The performance starts ten minutes before sunset because I wanted to reconnect with the time cycles of nature. I found myself wondering if it was still light an hour after sunset. I didn’t know anymore. You don’t often see the sun set in Montreal. I wanted to bring the energy of the land back into the city. I wanted to create a space where you go back in time, listen to the sounds that were there before, feel the energy of the space before there were buildings and concrete all around us. I wanted to pull the world back into that energy. During sunset, we go from a world of light to a world of shadows and darkness.
This work plays with the notion of shadows and the multiplicity of the individual. In each person there are several spirits, several connections, several roots, and the performance sets up a meeting between the performers with their different shadows. They touch each other through the shadows. The sunset represents this passage to the other side, this passage between life and death.
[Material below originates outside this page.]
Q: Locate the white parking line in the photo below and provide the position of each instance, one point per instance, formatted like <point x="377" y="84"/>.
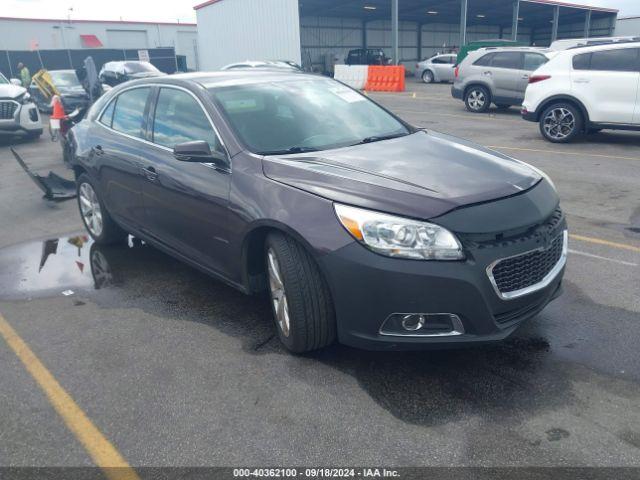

It relates to our fear of the dark, of the night, of death, of what we do not know or cannot see.
Why did you choose the performers Jacques Newashish and Rasili Botz, both of whom are over 65 years old? Was it important for you to create with seniors?
The message I wanted to convey could only be imparted by seniors. The spotlight had to be on them. On their bodies, their experiences. My choice of performers arose from my dreams and visions. I met Jacques at a workshop several years ago and was struck by his exceptional presence. He is very down-to-earth, very connected with his roots, his art. He’s a multidisciplinary artist who works in diverse genres: wood sculpture, land, painting, cinema.
Rasili has been my mentor, my partner in crime, for eleven years. It is thanks to her that I do what I do. She has taught me a great deal. She has a very powerful natural presence. It’s a privilege for me to be able to direct her. She is a very strong parental figure for me.